Mit Schreiben vom 09.10.2008 meldet sich ein Rechtanwalt aus Osnabrück, erhebt auch noch 32,50€ Geschäftsgebühr und will die Gesamtsumme von nun 138 € von mir haben.
Ich habe sehr viel Beträge und Hinweise gelesen und warte nun auch auf den gerichtlichen Bescheid.
Vieleicht geht es der Firma bei dieser Prüfung durch das Gericht und damit der Feststellung mehrerer Rechtverletzungen endlich an den Kragen.


----------



## Captain Picard (10 Oktober 2008)

*AW: opendownload.de*



Meister schrieb:


> warte nun auch auf den gerichtlichen Bescheid.
> .


Da wirst du sehr, sehr  lange warten müssen. 

PS. Was du da bekommen hast sind kein Mahnbescheide sondern der übliche Mahndrohmüll


----------



## maria-w (10 Oktober 2008)

*AW: opendownload.de*



mahaigo schrieb:


> ABER: Wenn ich Widerspruch einlegen wollte: Ab wann beginnt die Frist?
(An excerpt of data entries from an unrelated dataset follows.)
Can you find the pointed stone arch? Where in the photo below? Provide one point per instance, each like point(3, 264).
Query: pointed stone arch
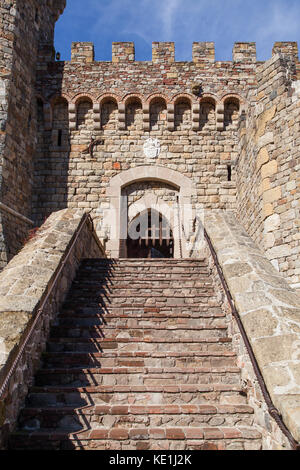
point(114, 221)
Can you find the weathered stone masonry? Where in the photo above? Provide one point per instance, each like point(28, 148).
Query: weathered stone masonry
point(196, 109)
point(72, 137)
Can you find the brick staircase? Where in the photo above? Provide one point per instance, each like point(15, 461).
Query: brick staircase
point(139, 359)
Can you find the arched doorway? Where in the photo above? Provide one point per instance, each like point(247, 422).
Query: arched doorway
point(149, 236)
point(115, 218)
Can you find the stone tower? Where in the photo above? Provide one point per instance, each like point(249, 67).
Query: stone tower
point(26, 43)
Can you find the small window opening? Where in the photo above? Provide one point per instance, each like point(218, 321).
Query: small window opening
point(229, 172)
point(59, 138)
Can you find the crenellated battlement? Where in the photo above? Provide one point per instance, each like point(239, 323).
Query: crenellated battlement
point(164, 52)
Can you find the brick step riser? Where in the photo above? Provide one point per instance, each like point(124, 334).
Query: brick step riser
point(72, 421)
point(139, 443)
point(112, 284)
point(124, 348)
point(77, 379)
point(86, 361)
point(107, 348)
point(144, 263)
point(140, 277)
point(141, 323)
point(149, 320)
point(151, 272)
point(116, 335)
point(81, 399)
point(142, 292)
point(132, 311)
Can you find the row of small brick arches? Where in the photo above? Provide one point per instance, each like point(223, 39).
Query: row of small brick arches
point(223, 108)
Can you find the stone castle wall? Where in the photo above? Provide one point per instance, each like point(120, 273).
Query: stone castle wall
point(122, 103)
point(25, 28)
point(269, 166)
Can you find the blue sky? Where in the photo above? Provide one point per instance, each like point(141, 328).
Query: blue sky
point(181, 21)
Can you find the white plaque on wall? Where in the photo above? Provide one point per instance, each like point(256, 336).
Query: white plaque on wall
point(152, 148)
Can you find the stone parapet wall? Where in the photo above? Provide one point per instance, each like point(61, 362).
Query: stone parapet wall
point(270, 313)
point(24, 284)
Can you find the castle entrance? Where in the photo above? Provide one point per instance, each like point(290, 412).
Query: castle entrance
point(150, 236)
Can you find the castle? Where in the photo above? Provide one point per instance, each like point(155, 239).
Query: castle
point(118, 138)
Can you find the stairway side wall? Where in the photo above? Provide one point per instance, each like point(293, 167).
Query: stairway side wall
point(24, 282)
point(270, 313)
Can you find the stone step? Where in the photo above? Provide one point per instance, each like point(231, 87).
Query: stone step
point(110, 262)
point(76, 419)
point(154, 314)
point(136, 345)
point(142, 438)
point(115, 284)
point(72, 309)
point(64, 395)
point(81, 377)
point(53, 359)
point(139, 277)
point(121, 291)
point(144, 322)
point(146, 269)
point(161, 295)
point(159, 334)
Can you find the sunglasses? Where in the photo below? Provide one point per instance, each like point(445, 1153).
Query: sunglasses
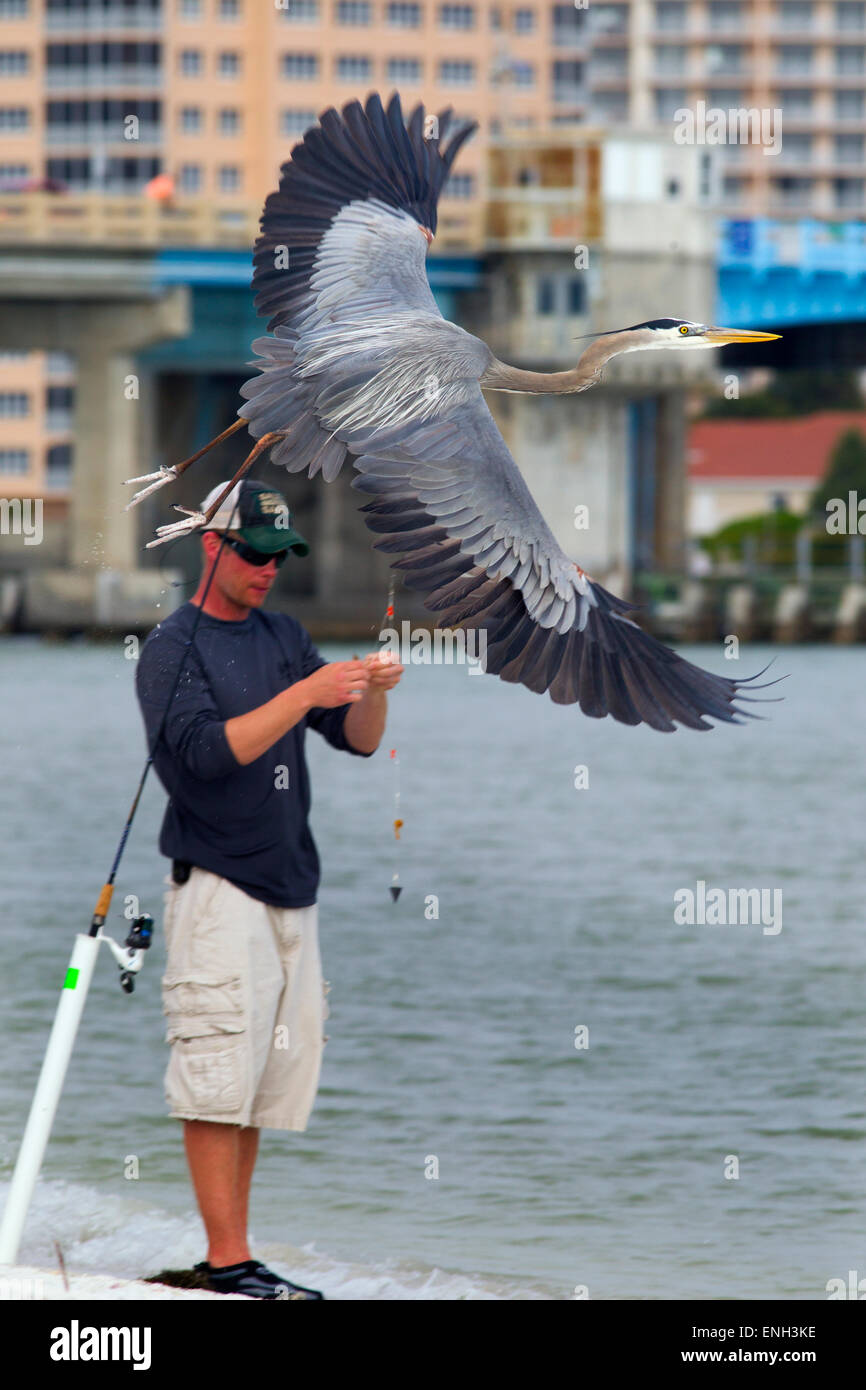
point(253, 556)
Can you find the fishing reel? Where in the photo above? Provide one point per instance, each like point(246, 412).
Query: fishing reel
point(131, 955)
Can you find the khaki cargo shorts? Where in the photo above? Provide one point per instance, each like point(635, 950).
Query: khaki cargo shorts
point(245, 1004)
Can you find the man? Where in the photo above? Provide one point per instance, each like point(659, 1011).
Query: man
point(242, 991)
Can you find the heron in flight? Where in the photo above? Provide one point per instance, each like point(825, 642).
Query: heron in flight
point(360, 363)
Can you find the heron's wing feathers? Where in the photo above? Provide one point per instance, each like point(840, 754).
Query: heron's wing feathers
point(341, 245)
point(452, 501)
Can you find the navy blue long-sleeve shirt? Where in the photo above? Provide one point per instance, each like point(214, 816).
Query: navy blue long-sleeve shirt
point(248, 822)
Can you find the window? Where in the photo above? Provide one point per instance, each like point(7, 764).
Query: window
point(848, 149)
point(733, 188)
point(299, 66)
point(14, 405)
point(848, 192)
point(189, 178)
point(612, 18)
point(59, 402)
point(609, 106)
point(14, 118)
point(669, 102)
point(797, 148)
point(850, 61)
point(670, 59)
point(793, 192)
point(353, 68)
point(13, 174)
point(545, 295)
point(403, 15)
point(353, 11)
point(851, 18)
point(456, 17)
point(460, 185)
point(791, 57)
point(670, 14)
point(59, 466)
point(14, 460)
point(403, 70)
point(724, 15)
point(848, 106)
point(191, 63)
point(456, 74)
point(724, 57)
point(794, 14)
point(794, 102)
point(610, 63)
point(296, 123)
point(14, 63)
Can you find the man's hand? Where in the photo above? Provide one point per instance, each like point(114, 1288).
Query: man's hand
point(338, 683)
point(384, 670)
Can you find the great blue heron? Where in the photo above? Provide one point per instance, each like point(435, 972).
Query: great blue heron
point(363, 363)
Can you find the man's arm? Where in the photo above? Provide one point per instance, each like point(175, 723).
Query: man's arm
point(364, 723)
point(338, 683)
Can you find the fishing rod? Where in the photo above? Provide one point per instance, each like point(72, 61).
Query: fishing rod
point(74, 994)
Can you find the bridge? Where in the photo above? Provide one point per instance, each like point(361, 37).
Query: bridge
point(160, 295)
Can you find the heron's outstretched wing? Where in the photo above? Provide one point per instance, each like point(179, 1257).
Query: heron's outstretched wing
point(363, 363)
point(341, 238)
point(452, 501)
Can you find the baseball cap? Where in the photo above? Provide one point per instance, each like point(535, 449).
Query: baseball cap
point(257, 513)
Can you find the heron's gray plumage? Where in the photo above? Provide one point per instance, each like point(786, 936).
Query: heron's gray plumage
point(362, 363)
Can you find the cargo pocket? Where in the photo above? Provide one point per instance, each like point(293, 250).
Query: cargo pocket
point(325, 1008)
point(205, 1027)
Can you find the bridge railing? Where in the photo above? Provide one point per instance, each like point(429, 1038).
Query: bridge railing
point(120, 221)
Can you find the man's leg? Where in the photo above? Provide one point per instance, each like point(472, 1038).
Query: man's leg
point(221, 1159)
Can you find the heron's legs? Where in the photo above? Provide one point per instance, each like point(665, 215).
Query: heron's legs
point(198, 520)
point(164, 476)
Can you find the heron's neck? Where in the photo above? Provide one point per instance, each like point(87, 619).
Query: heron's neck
point(499, 375)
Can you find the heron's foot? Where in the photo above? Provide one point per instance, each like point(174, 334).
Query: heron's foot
point(161, 478)
point(195, 520)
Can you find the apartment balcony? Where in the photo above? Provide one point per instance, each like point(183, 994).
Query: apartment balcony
point(103, 79)
point(141, 20)
point(75, 136)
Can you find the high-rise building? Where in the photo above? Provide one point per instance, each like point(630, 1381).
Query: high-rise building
point(103, 95)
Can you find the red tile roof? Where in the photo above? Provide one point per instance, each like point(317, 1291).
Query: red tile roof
point(759, 449)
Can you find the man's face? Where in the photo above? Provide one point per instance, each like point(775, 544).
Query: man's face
point(237, 580)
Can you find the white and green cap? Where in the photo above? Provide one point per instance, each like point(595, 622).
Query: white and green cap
point(259, 514)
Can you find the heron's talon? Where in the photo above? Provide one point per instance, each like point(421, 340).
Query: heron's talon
point(156, 480)
point(195, 520)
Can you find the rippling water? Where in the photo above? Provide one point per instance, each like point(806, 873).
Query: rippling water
point(455, 1037)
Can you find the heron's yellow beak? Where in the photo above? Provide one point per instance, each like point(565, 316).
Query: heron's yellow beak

Morgen ist es zwei Wochen her dass ich in die Falle getappt bin.
> 
> Gilt die Frist für den Widerruf nun ab Erhalt der Email oder erst ab Erhalt einer Rechnung?



Die Widerrufsfrist ist ganz klar geregelt: Sie beginnt mit der Zustellung in Textform an dich. Das heißt, wenn die Belehrung bei dir per Mail oder Brief eintrifft. Nur die Veröffentlichung auf der Page reicht nicht aus. Wird die Belehrung nicht in Textform zugestellt, gilt sie als nicht erfolgt. Du kannst widerrufen bis zum Nimmerleinstag.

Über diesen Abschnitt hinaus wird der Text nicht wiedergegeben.